Dejo escrito estos recuerdos para que generaciones venideras puedan entender lo difícil que fue para nosotros salir adelante y para que nunca vuelvan a cometer el error terrible de emprender una lucha armada contra vecinos, amigos y hermanos.

Nada puede ser peor que el hambre. Tan solo tenía siete año y lloraba todos los días porque creía que me iba a morir. No entendía mucho de la vida pero era capaz de darme cuenta de que, si no comía, me acabaría muriendo. Pasaba hambre a todas horas y mi madre solo me daba pan duro, achicoria y, de vez en cuando, algunas algarrobas. No tenía otra cosa que darme, ni fuerzas para conseguirlo. Una buena vecina, cuando podía, nos regalaba una cebolla. Mi madre hacía sopa y ese día comíamos caliente.

A mi padre no lo veíamos casi nunca, como era peón de albañil, se lo llevaron para hacer zanjas y levantar barricadas. Él comería del rancho como todos los soldados.

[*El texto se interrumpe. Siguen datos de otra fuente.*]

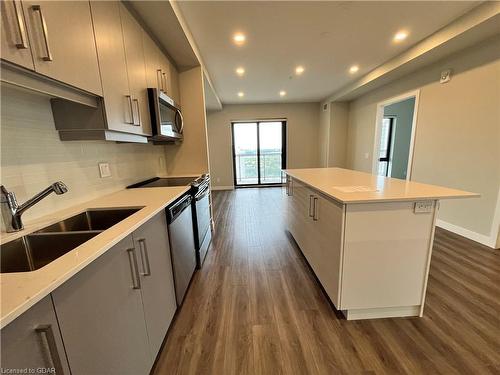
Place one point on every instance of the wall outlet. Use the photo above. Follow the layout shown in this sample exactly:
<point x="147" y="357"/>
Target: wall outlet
<point x="445" y="76"/>
<point x="423" y="207"/>
<point x="104" y="170"/>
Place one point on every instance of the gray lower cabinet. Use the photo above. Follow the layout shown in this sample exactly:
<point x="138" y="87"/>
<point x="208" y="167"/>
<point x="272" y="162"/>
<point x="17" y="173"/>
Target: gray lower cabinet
<point x="101" y="316"/>
<point x="157" y="282"/>
<point x="33" y="341"/>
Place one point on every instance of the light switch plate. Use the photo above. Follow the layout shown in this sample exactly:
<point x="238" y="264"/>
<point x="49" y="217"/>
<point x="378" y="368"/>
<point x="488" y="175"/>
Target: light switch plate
<point x="104" y="170"/>
<point x="423" y="207"/>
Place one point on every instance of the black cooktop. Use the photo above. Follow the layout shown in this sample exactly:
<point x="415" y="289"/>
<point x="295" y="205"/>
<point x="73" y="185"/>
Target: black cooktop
<point x="164" y="182"/>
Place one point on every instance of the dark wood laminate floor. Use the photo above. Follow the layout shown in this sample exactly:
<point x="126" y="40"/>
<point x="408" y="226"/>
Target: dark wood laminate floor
<point x="255" y="308"/>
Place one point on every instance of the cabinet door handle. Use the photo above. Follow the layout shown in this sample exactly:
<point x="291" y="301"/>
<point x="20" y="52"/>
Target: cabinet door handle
<point x="164" y="81"/>
<point x="159" y="82"/>
<point x="311" y="213"/>
<point x="48" y="56"/>
<point x="20" y="26"/>
<point x="138" y="112"/>
<point x="131" y="109"/>
<point x="134" y="269"/>
<point x="143" y="248"/>
<point x="315" y="208"/>
<point x="47" y="335"/>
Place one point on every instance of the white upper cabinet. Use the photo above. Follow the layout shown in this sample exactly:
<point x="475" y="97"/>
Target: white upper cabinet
<point x="15" y="45"/>
<point x="118" y="102"/>
<point x="62" y="42"/>
<point x="152" y="55"/>
<point x="136" y="68"/>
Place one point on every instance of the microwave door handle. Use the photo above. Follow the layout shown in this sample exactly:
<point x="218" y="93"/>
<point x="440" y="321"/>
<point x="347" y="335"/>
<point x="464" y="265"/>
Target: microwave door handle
<point x="178" y="113"/>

Hasta que no entraron en Madrid los sublevados no empezamos a comer algo. Yo creo que Madrid cayó más bien por la hambruna que por otra causa. De allí salían las criaturas a estampidas, en oleadas. Dejé de pasar hambre cuando entré de monaguillo. Un niño que vivía en mi calle me llevó a hablar con el cura y éste me admitió. Me daban tres pesetas y dos que yo afanaba cuando pasaba la bandeja en la misa para que depositáran la limosna. Con eso salimos adelante mi madre, mi hermana pequeña y yo. Todos los días me compraba una peseta de fruta dañada por los bichos, me daban más cantidad. Primero me comía lo picado y después lo sano.

A los que como yo nacimos en el treinta y uno, y anteriores, nos tocó vivir todo lo malo; lo peor de la segunda república, la guerra y lo peor de Franco. Al hambre le teníamos que añadir los parásitos; como no teníamos higiene nos comían los piojos, las pulgas y las chinches, incluso las ladillas, los mayores nos las pegaban a través de la ropa. Yo llegué a tenerlas durante mucho tiempo en las cejas y en las pestañas, me ponía aceite frito y jabón verde para contenerlas pero no se eliminaban del todo.

Hoy tengo ya, ochenta y seis años. Me falta un pulmón, me lo quitaron a causa de un cancer y me está brotando una metástasis en la oreja derecha. No me duele, me sangra, de vez en cuando me la curo, y ya está. Los marcadores tumorales dicen que deambulan por mi cuerpo partículas cancerígenas. Sé que me tengo que morir, como todo el mundo, no tengo miedo.

He criado tres hijos y han salido buenos. Mi mujer esta bien. Ya hay pocas cosas que me interesen de verdad. Vivo feliz.

Que no me digan que en España hay hambre, porque no es verdad, todos los días se tira comida, que sobra a raudales. En aquella época no había ni una sola paloma en Madrid, ahora hay bandadas y hasta una plaga de conejos. Si hubiera hambruna no quedaría ni uno. A los gatos los cazaban con lazos, tampoco quedó ninguno. La primera vez que comí una chuleta de ternera fue cuando vino Eva Perón, anteriormente, alguna vez, había comido casquería, que está muy rica cuando está bien guisada y limpia. Tuve suerte, mi madre la preparaba estupendamente.

La guerra no fue igual para todos, ni en todas partes ocurrió lo mismo; hubo ciudades y pueblos que no intervinieron en la contienda y, sin embargo, otros territorios lo pasaron muy mal. Lo peor fue estar en primera línea de fuego durante mucho tiempo, como sucedió en Madrid. Hasta el gobierno huyó hacia Valencia y dejó a allí a unos pocos de hombres, mal armados, para que resistieran, y a los ancianos, heridos, inválidos, mujeres y niños, sin organización alguna y sufriendo de hambre. Mi madre, cuando caía alguna vecina, decía siempre: ¡pobrecita, ya descansó!